Nur der Hauptverdächtige, der bis zu seiner Festnahme in Flensburg lebte, räumte vor Gericht ein, mit dem illegalen Lager in Verbindung zu stehen. Alles andere wäre angesichts des Palettenwurfs auch wenig glaubwürdig gewesen. Allerdings sei er nur für weniger als die Hälfte der Ware verantwortlich, da ein großer Teil der Dopingmittel abgelaufen sei und vernichtet werden müsse. Außerdem sei er nur ein Mittelsmann gewesen, der auf Weisung anderer gehandelt habe. Wer ihn angeblich angewiesen hat, wollte er dem Gericht aber nicht preisgeben. Ab diesem Moment stand der Elefant im Raum, oder besser im Gerichtssaal: Jacob Sporon-Fiedler, ebenfalls ein Däne, der sich momentan vermutlich in Indien aufhält.
Seit 20 Jahren Steroid-Produzent
"Alle in der Anklage genannten Produkte stehen praktisch in direktem Zusammenhang mit Sporon-Fiedler und seiner Firma Alpha Pharma", sagt der Journalist Jeppe Laursen-Brock von der Zeitung "Politiken", die schon im Vorfeld des Prozesses ganzseitig berichtete. Laursen-Brock beobachtet die Dopingszene seit Jahren, Sporon-Fiedler hält er für den womöglich einflussreichsten Drahtzieher: "Wir sprechen von einem Mann, der seit 20 Jahren Steroide herstellt und dessen Produkte in weiten Teilen Europas aufgetaucht sind, wo sie illegal sind."
Sporon-Fiedler lebt seit Jahren in Mumbai und produziert dort mit seiner Firma Alpha Pharma massenweise anabole Steroide. In Indien ist das nicht illegal, weshalb sich der Großdealer dort relativ sicher fühlen kann. Doch nach Europa, in seine alte Heimat, kann er nicht mehr zurück, ohne eine Festnahme fürchten zu müssen. Die Einfuhr von Steroiden in die EU ist verboten. Trotzdem sind Alpha-Phama-Produkte auch hierzulande weit verbreitet und bei Bodybuildern sehr beliebt.
Sporon-Fiedler wurde 2019 im London zu einer mehrjährigen Haftstrafe verurteilt, weil er illegal Dopingmittel nach Europa geschmuggelt hatte. Die ARD-Dopingredaktion konnte in ihrer Dokumentation "Geheimsache Doping: Dealer" im vergangenen Jahr nachweisen, dass er nach seiner Haftentlassung das Geschäft mit anabolen Steroiden wieder aufgenommen hatte und illegal von Indien aus nach Europa lieferte - vermutlich über Süddänemark.
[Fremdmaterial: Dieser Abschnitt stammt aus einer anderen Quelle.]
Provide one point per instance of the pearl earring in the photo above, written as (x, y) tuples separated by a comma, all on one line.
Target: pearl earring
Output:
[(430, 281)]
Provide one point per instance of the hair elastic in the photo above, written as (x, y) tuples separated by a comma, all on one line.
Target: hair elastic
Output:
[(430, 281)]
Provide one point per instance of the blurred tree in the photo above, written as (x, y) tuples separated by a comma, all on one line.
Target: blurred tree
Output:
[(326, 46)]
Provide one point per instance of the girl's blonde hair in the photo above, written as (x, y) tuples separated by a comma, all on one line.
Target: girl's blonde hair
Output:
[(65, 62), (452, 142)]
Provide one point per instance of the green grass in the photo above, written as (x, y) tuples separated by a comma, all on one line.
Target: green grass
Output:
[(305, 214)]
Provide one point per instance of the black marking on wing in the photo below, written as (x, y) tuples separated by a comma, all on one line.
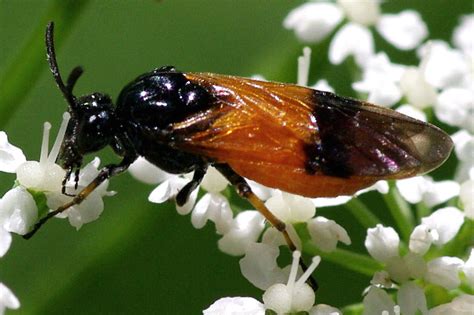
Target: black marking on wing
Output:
[(358, 141)]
Eine Probelieferung an die verdeckt operierenden ARD-Reporter kam jedenfalls von dort.
Verbindungen zum "Produzenten" werden überprüft
Auch bei den Funden in Kolding handelt es sich größtenteils um Alpha-Pharma-Produkte, die aus Indien stammen, wie Sönke Iwersen bestätigt. "Wir prüfen natürlich, ob es eine direkte Verbindung zwischen dem Produzenten und dem Hauptverdächtigen gibt und ob wir dann die Möglichkeit haben, noch einmal Ermittlungen einzuleiten", sagt Iwersen.
"Wir brauchen genügend Beweise, um ihn hier vor Gericht zu stellen. Außerdem müssen wir sicher sein, dass die Person auch nach Dänemark ausgeliefert wird." Den Namen Sporon-Fiedler vermeidet Iwersen, er weicht sonst auch gerne auf die Umschreibung "Produzent" aus.
In Kolding sind zehn Prozesstage angesetzt. Da auch harte Drogen sichergestellt wurden, drohen dem Hauptverdächtigen zwölf Jahre Haft.